3. In the Web Services editor navigate to the tab Extensions.

4. For every port that requires WS-Security authentication, select the port in the Port Component Binding section.

5. Select Request Consumer Service Configuration Details > Required Security Token.

6. Click Add to add a new token.

7. In the pop-up Required Security Token dialog...

   1. Assign a unique name to the token.

   2. Select the appropriate token as the token type from the drop-down list.

   3. Click OK to leave the dialog.

8. For every port that requires WS-Security authentication, select the port in the Port Component Binding section. Under Request Consumer Service Configuration Details > Caller Part, click Add to add a caller part definition. In the pop-up Caller Part dialog, proceed with the following steps:

   1. Assign the caller a unique name.

   2. From the drop-down list select the appropriate token as the token type.

   3. Click OK to leave the dialog.

9. Click Save to save the changes in the service descriptor.

Modify the Web services security bindings on the Producer portal

As part of specifying the LTPA authentication for a Producer portal, we add the necessary Producer security binding information.

You need to add the necessary Producer security binding information for each WSRP portType. To specify the security binding information for a Producer portal, you modify the Web service client security bindings. To do this, we use the Web services editor of the assembly tool.:

1. In the J2EE perspective, project explorer, expand the WebServices > Services subtree.

2. Open the service descriptor, depending on the WSRP version:

   • For WSRP Version 1 open WSRPService.

   • For WSRP Version 2 open WSRPService_v2.

   To open the service descriptor, use the WebServices Editor. It is the default.

   Alternatively, we can open the service descriptor by opening Dynamic Web Projects > wps > Web Content > WEB-INF > webservices.xml, where wps is the WAR file name that you assigned when you imported the portal EAR file into the assembly tool in a previous step.

3. In the Web Services editor navigate to the tab Binding Configurations.

4. For every port that requires WS-Security authentication, select the port in the Port Component Binding section.

5. Select Request Consumer Binding Configuration Details > Token Consumer.

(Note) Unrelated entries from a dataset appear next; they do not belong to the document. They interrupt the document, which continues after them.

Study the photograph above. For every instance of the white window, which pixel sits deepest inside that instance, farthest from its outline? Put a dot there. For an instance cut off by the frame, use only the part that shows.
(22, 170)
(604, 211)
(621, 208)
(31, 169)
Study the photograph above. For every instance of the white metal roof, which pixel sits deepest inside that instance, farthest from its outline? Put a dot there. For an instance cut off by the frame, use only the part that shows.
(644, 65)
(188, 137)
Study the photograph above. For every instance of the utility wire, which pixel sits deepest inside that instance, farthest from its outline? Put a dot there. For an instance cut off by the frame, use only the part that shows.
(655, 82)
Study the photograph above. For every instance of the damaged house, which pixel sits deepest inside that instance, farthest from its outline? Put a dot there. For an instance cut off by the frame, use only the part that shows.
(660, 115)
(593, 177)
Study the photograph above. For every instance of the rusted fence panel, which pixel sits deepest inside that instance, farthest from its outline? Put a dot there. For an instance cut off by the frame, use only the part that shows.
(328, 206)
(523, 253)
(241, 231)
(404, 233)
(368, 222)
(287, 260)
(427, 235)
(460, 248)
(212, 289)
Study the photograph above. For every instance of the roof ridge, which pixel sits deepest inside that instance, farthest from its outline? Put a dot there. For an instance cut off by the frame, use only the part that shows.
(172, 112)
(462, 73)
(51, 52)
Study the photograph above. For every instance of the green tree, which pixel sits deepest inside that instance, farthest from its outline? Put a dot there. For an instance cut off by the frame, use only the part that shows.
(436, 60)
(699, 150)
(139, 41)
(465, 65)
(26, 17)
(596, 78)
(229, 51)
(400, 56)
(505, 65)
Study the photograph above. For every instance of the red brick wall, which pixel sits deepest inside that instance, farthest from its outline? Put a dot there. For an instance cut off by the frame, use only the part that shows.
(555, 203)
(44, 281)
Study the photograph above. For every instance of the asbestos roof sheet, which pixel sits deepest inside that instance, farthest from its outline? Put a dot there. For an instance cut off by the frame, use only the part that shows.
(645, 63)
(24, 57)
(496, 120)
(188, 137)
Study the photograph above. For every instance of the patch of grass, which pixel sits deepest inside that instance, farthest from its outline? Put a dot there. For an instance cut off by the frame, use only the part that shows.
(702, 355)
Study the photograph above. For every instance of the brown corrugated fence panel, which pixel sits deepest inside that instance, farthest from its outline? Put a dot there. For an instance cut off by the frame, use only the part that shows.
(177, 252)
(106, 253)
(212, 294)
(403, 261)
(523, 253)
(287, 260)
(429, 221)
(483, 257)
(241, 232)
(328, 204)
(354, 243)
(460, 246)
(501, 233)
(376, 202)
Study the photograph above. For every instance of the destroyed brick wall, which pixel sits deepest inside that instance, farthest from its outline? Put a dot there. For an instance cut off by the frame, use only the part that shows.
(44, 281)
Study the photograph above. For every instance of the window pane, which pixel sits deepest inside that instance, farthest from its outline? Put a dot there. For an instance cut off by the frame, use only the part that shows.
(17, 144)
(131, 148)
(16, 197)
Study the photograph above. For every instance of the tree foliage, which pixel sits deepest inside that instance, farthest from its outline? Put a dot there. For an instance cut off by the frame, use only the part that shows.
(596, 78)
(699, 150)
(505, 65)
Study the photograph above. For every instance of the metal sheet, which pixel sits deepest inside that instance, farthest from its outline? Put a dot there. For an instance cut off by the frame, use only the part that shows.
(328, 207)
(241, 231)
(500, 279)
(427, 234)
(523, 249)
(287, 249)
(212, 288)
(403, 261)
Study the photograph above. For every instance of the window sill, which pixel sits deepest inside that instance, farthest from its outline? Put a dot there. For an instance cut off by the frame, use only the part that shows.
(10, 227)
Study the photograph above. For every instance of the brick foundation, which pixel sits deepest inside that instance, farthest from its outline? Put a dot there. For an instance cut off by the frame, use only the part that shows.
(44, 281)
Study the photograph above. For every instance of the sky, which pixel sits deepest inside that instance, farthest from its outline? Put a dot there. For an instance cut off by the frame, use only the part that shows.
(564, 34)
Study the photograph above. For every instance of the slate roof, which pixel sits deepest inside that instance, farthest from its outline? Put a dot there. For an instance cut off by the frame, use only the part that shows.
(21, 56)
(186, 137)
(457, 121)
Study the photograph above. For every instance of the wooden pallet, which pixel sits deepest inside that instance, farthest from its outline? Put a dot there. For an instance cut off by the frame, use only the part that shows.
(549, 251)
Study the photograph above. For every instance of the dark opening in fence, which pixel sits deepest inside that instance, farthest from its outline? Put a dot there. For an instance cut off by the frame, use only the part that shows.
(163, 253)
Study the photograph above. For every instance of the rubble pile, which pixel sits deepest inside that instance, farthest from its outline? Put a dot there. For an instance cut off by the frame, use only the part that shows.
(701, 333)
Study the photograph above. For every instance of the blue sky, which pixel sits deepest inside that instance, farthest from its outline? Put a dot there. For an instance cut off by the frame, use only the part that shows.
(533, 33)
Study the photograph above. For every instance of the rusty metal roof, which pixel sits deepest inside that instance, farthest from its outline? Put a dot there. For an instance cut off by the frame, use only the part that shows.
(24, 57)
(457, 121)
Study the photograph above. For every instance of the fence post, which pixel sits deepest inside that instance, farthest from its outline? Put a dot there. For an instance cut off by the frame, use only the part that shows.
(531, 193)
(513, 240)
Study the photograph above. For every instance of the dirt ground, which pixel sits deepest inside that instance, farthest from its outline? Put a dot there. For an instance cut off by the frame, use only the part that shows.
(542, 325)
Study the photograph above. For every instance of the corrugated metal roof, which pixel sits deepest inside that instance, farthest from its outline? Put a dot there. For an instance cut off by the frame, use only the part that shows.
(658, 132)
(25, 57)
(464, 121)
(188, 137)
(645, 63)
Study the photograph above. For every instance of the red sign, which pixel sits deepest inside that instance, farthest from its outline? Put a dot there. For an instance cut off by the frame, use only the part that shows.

6. Click Add to add a new token Consumer.

7. In the pop-up Token Consumer dialog...

   1. Assign a unique name to the token Consumer.

   2. Select the appropriate class as the token Consumer class from the drop-down list.

   3. Select the security token to which this token Consumer applies. The security token name is the name of the token that you assigned in the Web service security extensions for the portType that we are configuring.

   4. From the drop-down list select the appropriate value type.

   5. Click OK to leave the dialog.

8. Click Save to save the changes in the service descriptor.

Alternatively, we can also modify the Web services security bindings using the WAS admin console. However, if you do this, we can only perform this step after you have modified the Web services security extensions in the previous step and redeployed the portal EAR file. For details about the WAS admin console, refer to the WAS Information Center.